With everything I have in me, I call up the magic, and then Circe flies back, landing in a heap on the floor.
She crawls to her feet, panting. “Nicely done.”
I wave my arm over the stones of the well and send them shooting toward her. She stops them inches from her face and they drop to the floor in shards.
“Your power is impressive, Gemma. How much I would have enjoyed a true friendship with you,” she says as we circle one another.
“You’re not capable of true friendship,” I snap. I reach for a shard, and it becomes a snake under Circe’s touch. I drop it fast.
“Don’t just react, Gemma. Think. The Order was right about that, at least.”
“Don’t tell me what to do!” I turn Circe’s snake into a whip that gashes her across the back.
She cries out in pain, and her eyes go steely. “I see you’ve searched those dark corners after all.”
“You should know. You put them there.”
“No, I only helped you to see them,” she says, but then I’m forcing her to her knees under the magic’s heel.
“Gemma.” I hear Kartik’s voice, and when I turn, he’s there on the floor. His face is bloodied.
Abandoning Circe, I run to him. “Did she do this? How did—”
He starts to laugh. “Careful.”
Before my eyes he vanishes, an illusion. I turn and Circe unleashes her power, pinning me to the wall. “I’ve searched your dark corners, too, Gemma.”

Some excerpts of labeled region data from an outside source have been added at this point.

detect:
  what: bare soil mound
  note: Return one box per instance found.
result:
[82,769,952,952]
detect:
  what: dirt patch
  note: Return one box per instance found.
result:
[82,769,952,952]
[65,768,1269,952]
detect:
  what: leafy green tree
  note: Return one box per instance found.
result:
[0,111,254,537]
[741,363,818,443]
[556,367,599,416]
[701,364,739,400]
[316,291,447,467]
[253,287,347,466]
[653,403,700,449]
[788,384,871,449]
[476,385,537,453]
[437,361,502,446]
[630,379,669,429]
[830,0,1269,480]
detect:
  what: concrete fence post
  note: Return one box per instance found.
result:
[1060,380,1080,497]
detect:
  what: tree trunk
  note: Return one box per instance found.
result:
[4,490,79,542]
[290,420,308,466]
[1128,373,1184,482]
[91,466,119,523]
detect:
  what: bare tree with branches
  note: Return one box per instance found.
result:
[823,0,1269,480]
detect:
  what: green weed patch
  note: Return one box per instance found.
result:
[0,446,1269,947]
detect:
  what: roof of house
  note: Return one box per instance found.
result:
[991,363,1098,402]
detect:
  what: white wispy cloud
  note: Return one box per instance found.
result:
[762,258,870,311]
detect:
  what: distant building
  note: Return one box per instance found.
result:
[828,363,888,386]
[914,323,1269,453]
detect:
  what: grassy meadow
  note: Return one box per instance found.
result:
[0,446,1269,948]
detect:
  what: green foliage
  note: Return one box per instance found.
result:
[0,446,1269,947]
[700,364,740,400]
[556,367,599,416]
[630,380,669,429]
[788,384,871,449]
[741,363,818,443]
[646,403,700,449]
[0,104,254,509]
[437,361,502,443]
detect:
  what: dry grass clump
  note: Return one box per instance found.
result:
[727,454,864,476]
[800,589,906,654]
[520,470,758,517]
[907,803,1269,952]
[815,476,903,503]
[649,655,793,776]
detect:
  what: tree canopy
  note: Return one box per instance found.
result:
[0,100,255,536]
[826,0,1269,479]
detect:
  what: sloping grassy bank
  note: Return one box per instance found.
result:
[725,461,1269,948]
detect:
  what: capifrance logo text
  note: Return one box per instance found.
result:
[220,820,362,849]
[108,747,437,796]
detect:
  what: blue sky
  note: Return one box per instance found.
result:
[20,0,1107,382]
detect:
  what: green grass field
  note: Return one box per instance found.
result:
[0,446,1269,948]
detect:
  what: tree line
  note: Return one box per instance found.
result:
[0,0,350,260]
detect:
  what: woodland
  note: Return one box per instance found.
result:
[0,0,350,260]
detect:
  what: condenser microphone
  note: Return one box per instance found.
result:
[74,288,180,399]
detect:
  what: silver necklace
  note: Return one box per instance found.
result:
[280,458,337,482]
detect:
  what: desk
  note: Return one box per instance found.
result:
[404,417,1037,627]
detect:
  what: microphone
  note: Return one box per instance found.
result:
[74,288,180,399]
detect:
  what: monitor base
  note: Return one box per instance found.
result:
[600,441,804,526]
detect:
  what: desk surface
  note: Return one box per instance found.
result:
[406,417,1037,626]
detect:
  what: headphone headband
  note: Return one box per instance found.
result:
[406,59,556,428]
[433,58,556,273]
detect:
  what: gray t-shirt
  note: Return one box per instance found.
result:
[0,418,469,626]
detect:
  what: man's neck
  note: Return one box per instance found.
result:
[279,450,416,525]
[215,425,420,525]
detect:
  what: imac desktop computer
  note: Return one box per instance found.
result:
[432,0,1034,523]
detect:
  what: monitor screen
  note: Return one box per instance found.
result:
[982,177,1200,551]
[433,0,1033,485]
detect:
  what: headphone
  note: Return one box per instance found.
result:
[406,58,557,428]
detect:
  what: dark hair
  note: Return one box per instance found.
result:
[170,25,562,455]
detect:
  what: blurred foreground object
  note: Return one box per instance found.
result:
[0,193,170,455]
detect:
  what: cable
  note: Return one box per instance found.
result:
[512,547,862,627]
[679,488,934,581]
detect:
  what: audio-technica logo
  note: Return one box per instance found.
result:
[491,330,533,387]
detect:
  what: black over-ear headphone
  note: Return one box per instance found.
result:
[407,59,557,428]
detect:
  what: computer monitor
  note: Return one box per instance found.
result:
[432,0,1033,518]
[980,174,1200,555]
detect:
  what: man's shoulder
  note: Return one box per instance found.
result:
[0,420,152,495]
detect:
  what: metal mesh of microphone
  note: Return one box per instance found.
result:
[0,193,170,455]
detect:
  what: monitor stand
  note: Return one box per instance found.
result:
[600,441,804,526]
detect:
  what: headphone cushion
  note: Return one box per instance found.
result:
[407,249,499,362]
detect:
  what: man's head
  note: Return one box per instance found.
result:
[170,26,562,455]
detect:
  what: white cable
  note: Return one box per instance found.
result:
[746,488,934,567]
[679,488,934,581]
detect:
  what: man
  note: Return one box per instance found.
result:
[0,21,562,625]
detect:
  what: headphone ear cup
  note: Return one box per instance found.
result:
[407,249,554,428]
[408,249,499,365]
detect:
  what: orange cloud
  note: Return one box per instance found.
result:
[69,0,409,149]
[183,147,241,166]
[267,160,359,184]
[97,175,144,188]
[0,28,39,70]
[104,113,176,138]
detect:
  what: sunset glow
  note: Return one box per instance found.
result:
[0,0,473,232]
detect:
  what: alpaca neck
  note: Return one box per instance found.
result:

I try to fight back, but when the magic comes, it is out of my control. It bends back on me, and I cannot see clearly. My father stands beside Circe, his eyes staring straight ahead, the laudanum bottle clutched in his hand. I see Felicity and Pippa and Ann dancing in a circle without me. Tom under Lord Denby’s sway. I close my eyes to clear the visions, but the night has been too much. My body shakes. I can’t even call out for Asha. I can do nothing but hang in Circe’s grip.